Bei kieferorthopädischen Befunden dürften aber kaum jemals existenzbedrohliche Erkrankungen anzunehmen sein. Zwar sind Konstellationen bekannt, in denen aufgrund einer CMD-Erkrankung Berufsunfähigkeitsrenten bewilligt wurden (DRV 13050763C031) oder auch orthopädisch und psychologisch vermittelte Folgeerkrankungen infolge einer unterbliebenen, unzureichenden oder mangelhaften zahnärztlichen Behandlung aufgetreten waren (Landesgericht Wels, Urt. v. 4.9.2006, 4 Cg 133/02 d-102). Auch mag die Frage aufgeworfen werden, ob chronische Schmerzen dentaler Genese mit ihren orthopädischen und psychiatrischen Manifestationen nicht insgesamt den Patienten in seiner Existenz bedrohen können. Allerdings würde eine solch exzessive Anwendung der zitierten sozialgerichtlichen Rechtsprechung zu einer Umkehrung von Regel und Ausnahme führen, die so von der Rechtsprechung sicher nicht gewollt ist und getragen werden würde.

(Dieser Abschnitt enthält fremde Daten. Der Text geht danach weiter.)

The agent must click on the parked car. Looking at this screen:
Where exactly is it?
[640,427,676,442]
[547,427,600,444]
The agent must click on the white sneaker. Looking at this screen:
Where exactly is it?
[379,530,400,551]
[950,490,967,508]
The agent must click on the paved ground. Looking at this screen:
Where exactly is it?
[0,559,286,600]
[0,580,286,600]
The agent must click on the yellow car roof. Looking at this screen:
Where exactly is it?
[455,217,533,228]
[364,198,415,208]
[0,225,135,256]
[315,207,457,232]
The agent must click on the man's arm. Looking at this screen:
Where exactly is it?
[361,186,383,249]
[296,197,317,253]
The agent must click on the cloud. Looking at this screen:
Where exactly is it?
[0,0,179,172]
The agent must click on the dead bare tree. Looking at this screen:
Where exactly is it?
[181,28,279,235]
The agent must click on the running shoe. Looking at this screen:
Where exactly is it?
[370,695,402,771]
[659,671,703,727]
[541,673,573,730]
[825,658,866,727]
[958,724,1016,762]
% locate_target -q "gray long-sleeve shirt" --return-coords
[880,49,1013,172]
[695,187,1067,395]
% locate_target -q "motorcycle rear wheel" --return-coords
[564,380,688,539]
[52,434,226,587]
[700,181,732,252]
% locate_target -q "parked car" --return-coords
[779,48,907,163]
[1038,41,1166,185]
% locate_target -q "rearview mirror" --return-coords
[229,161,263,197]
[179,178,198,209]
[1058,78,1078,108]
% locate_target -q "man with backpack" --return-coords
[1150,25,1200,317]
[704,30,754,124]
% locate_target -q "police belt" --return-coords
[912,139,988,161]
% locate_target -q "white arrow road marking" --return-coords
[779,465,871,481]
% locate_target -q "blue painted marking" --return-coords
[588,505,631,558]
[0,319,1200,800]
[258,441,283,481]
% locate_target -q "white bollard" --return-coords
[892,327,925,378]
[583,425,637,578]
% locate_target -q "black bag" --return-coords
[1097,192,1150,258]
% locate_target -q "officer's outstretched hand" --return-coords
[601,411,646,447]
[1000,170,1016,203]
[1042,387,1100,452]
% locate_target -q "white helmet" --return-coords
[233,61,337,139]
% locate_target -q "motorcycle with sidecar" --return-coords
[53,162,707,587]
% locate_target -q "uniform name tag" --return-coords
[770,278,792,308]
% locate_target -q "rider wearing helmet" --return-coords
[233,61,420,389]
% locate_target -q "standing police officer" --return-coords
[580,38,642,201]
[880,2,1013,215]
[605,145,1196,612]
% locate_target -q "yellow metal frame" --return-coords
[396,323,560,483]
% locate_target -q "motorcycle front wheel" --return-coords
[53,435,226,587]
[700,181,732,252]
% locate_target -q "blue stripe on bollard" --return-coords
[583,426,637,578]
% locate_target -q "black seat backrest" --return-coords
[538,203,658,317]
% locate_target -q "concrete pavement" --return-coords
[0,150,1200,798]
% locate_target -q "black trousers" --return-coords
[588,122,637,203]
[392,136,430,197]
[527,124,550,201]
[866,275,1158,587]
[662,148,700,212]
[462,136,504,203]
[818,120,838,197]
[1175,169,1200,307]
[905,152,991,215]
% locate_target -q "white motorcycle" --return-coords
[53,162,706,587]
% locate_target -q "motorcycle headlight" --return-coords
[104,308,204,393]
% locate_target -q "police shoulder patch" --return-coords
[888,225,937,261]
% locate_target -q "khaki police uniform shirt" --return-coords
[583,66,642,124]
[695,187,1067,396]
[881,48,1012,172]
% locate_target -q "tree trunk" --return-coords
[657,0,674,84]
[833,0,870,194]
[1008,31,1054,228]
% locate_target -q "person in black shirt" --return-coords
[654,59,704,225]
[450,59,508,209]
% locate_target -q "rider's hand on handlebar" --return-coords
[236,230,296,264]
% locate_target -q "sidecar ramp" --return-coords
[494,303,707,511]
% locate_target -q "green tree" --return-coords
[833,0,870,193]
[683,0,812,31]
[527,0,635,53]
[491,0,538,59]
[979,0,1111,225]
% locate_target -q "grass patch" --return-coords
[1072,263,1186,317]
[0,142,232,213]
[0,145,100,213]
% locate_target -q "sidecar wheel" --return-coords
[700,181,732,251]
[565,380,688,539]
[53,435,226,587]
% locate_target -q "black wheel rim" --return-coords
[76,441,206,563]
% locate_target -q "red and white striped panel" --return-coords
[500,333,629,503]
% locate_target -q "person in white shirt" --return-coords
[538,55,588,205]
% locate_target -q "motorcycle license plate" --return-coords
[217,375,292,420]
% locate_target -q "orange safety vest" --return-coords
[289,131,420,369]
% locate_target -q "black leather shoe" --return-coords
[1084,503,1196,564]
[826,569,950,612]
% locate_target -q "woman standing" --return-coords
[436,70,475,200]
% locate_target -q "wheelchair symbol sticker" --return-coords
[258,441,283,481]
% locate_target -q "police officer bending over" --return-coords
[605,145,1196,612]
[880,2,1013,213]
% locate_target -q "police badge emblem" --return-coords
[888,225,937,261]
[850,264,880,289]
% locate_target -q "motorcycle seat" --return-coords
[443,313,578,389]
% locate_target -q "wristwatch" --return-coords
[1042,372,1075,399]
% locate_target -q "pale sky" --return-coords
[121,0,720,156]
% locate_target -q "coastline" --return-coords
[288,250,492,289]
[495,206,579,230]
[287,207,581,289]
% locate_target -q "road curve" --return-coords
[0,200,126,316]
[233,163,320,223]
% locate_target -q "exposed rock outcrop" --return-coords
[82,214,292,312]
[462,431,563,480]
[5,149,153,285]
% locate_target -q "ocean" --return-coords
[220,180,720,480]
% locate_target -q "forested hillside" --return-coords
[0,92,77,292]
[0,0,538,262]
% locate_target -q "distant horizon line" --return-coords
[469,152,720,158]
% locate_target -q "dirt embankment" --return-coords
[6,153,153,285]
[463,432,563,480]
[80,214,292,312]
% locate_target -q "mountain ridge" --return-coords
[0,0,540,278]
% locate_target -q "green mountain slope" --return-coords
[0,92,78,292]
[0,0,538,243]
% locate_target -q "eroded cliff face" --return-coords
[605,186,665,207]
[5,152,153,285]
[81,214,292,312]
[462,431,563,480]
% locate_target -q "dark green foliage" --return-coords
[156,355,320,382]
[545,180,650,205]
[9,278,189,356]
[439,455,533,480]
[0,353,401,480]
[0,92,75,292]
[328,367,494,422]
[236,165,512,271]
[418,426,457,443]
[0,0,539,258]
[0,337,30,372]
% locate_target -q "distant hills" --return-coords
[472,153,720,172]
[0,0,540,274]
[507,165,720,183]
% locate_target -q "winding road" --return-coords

Die sozialrechtliche Regelung ist insofern starr und enthält keine Härtefallklausel, die es beispielsweise bei schwerwiegender CMD-Erkrankung ausnahmsweise den Krankenkassen ermöglichen würde, Behandlungskosten zuzusagen, wenn keine der KIG-Indikationsgruppen zu bejahen ist. In einer anderen Konstellation lag eine Klasse II/2 bei einer minderjährigen Patientin mit Kiefergelenkbeschwerden vor, wo die Berater von PKV und GKV uneins waren, ob ein traumatischer Tiefbiss mit Gingivakontakt im Sinne von D2 der KIG-Richtlinien vorlag oder nicht. Der gerichtlich bestellte Sachverständige teilte die Einschätzung des Behandlers und das Amtsgericht verurteilte die private Krankenzusatzversicherung zur tariflichen Kostentragung der mit 3.949,71 € kalkulierten Behandlungskosten. Dieser Fall zeigt, dass es für die Indikationsgruppeneinstufung ausschließlich auf die in der Richtlinie festgelegten Kriterien ankommt und eine CMD oder Kiefergelenkbeschwerden von den gesetzlichen Krankenkassen nicht zu berücksichtigen sind (Amtsgericht Bonn, Urt. v. 3.1.2013, 110 C 128/11).